Taking into account these underlying factors is not a luxury, something you do after you teach them advanced science. We cannot teach math unless we have developed a fertile field in which to teach. A person must be able to think clearly, to bolt concepts on top of each other.

Your Institute uses various techniques, including transcendental meditation. Tell us about them and how they work.

We use a combination of techniques and we designate times to do them each day. Mental and physical ones like yoga and stretch exercises help people deal with stress. We use breathing techniques too. Meditation develops coherence in the brain. With meditation, the person gets very deep rest, about twice as deep as your deepest sleep. We know that very deep rest heals the body and releases stress that has been stored in your nervous system. When the person is more rested the brain can develop and function properly, which improves the rest of their being.

We also use diet: we feed students a lunch every day that is largely plant-based, organic food. We teach them good lifestyle practices, daily and seasonal routines that create more balance, order, and wellbeing in their lives.
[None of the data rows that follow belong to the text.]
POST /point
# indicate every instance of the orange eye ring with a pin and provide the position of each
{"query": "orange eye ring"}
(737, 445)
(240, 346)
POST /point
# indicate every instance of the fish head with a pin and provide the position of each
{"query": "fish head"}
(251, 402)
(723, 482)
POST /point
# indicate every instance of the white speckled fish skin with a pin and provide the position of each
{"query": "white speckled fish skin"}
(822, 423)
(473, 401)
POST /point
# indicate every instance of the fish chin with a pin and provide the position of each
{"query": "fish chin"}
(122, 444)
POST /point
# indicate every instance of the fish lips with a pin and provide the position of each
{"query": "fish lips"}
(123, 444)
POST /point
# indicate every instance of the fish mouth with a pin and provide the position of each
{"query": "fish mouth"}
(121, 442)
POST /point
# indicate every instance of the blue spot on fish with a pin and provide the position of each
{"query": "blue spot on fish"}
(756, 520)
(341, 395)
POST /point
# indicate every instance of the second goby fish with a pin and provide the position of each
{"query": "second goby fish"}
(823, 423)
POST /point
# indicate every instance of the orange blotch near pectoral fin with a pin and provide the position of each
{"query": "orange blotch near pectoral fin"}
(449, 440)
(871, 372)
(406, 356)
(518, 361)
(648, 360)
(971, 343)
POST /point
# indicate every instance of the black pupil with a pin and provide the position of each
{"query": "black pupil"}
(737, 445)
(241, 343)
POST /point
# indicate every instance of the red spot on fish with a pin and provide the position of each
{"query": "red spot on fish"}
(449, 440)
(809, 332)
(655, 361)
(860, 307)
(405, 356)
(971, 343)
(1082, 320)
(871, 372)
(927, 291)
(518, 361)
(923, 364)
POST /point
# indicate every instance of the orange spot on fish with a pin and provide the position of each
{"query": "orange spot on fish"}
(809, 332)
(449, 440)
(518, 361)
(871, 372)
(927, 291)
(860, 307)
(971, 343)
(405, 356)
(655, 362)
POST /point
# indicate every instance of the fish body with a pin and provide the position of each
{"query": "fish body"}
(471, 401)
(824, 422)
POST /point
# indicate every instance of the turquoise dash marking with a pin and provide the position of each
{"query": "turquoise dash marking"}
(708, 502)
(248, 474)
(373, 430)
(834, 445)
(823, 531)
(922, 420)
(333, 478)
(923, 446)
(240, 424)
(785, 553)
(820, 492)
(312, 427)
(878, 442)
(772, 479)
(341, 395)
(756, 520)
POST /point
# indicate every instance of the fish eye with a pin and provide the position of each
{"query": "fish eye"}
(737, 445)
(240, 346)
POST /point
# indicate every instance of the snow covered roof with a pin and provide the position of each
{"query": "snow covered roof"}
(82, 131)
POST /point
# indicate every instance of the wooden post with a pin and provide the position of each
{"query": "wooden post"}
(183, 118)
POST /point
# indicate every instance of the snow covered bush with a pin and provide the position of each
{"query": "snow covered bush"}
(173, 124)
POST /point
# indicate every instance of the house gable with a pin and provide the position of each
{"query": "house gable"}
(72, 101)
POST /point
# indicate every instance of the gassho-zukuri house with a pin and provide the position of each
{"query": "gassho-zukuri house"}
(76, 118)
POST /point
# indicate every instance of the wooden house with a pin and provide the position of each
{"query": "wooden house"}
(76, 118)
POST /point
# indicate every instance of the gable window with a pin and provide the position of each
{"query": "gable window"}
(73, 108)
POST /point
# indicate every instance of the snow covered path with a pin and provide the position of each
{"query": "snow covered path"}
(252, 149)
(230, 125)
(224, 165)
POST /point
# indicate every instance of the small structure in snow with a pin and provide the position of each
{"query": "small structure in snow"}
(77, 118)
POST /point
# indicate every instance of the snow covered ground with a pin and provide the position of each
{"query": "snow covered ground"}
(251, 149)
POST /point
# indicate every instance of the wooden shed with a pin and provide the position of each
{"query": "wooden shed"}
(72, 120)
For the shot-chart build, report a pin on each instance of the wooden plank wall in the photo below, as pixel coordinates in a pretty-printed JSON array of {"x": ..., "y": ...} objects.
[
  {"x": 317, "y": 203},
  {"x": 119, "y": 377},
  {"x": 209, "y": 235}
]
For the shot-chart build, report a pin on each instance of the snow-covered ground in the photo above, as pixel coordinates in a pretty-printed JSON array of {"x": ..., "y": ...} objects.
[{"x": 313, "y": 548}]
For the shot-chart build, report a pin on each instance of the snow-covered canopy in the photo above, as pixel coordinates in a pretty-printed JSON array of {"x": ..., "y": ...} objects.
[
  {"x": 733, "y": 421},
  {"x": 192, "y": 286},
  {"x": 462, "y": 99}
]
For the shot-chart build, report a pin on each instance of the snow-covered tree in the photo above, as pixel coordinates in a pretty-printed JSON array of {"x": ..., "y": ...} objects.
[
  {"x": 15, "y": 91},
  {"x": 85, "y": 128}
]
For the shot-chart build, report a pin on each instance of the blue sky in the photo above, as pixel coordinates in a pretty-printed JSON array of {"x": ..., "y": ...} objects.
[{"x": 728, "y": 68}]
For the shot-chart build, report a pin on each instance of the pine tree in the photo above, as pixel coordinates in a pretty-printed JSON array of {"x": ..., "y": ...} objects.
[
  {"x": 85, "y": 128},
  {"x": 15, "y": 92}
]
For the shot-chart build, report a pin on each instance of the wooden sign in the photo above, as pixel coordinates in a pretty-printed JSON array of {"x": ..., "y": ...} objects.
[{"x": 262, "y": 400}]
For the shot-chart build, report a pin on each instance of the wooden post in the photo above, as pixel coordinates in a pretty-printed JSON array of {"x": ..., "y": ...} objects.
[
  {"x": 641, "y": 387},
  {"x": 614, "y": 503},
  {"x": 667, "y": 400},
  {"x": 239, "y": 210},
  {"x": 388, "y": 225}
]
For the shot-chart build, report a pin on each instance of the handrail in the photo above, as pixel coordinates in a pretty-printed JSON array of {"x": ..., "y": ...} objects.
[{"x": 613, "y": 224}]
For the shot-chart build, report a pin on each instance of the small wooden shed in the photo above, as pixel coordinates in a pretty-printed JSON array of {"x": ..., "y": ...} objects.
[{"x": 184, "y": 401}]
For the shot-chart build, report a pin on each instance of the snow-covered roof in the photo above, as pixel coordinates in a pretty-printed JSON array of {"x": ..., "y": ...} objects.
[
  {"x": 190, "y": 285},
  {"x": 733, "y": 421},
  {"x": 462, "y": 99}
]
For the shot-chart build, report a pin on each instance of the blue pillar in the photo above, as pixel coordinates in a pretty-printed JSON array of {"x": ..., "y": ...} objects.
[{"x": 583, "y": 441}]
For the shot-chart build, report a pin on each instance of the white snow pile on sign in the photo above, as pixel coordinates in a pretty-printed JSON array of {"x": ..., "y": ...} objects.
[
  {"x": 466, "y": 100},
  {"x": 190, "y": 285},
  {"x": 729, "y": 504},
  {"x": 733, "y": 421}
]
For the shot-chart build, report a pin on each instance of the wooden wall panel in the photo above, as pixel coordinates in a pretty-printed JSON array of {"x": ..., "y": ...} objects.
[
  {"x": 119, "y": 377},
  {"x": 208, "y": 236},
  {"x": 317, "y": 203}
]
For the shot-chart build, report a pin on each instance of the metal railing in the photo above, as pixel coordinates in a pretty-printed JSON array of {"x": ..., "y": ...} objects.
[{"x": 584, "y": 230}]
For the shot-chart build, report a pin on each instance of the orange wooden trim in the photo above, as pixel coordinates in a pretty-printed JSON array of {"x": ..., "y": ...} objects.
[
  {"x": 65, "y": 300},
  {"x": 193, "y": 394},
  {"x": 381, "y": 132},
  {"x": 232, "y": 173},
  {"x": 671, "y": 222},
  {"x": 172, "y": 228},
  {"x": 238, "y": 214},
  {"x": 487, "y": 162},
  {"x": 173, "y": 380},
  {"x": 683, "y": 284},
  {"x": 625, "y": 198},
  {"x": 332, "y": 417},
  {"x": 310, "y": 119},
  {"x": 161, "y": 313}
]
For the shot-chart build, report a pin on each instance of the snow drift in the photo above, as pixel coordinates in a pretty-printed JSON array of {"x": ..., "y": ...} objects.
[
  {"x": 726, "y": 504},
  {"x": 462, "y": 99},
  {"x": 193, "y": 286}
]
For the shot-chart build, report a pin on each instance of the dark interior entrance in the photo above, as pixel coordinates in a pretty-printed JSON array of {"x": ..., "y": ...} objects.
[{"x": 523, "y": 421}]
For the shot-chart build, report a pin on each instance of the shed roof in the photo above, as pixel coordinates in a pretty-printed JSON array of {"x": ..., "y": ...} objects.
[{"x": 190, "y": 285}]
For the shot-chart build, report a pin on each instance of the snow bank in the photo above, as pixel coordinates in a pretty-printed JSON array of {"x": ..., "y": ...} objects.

We have teams of psychologists and social workers on campus so it’s not just an add-on they go to if they’re feeling unwell. We measure and track the wellbeing of each student. We allocate quite a budget for this because if you don’t invest it’s not going to happen.

What’s the impact of Covid been?

Covid has greatly exacerbated these issues. It’s like you have a crack in a mirror and then you stand on that mirror and the crack becomes a lot worse. The trends in depression, suicide, obesity, and other health issues have been here for the past 10 or 20 years. These challenges, which will continue beyond the pandemic, absolutely can be overcome and reversed, even at tertiary level, but you must put the issue at front and center.

This interview has been edited for length and clarity.
Published in February 2022

 

Dr. Taddy Blecher is CEO and co-founder of the Maharishi Invincibility Institute, a private non-profit post-secondary education and training provider in South Africa. He has also co-founded the Branson Centre of Entrepreneurship with Sir Richard Branson and is Chairperson and creator of the E3 initiative (Entrepreneurship, Employability, Education) for the national Department of Basic Education in South Africa. A qualified actuary and management consultant, Dr Blecher is passionate about the approach of consciousness-based education, a system of education developing the full potential of every student. Dr. Blecher’s work focuses on helping unemployed youth in South Africa to break the poverty cycle by gaining access to transferable skills through education, training, jobs, and careers.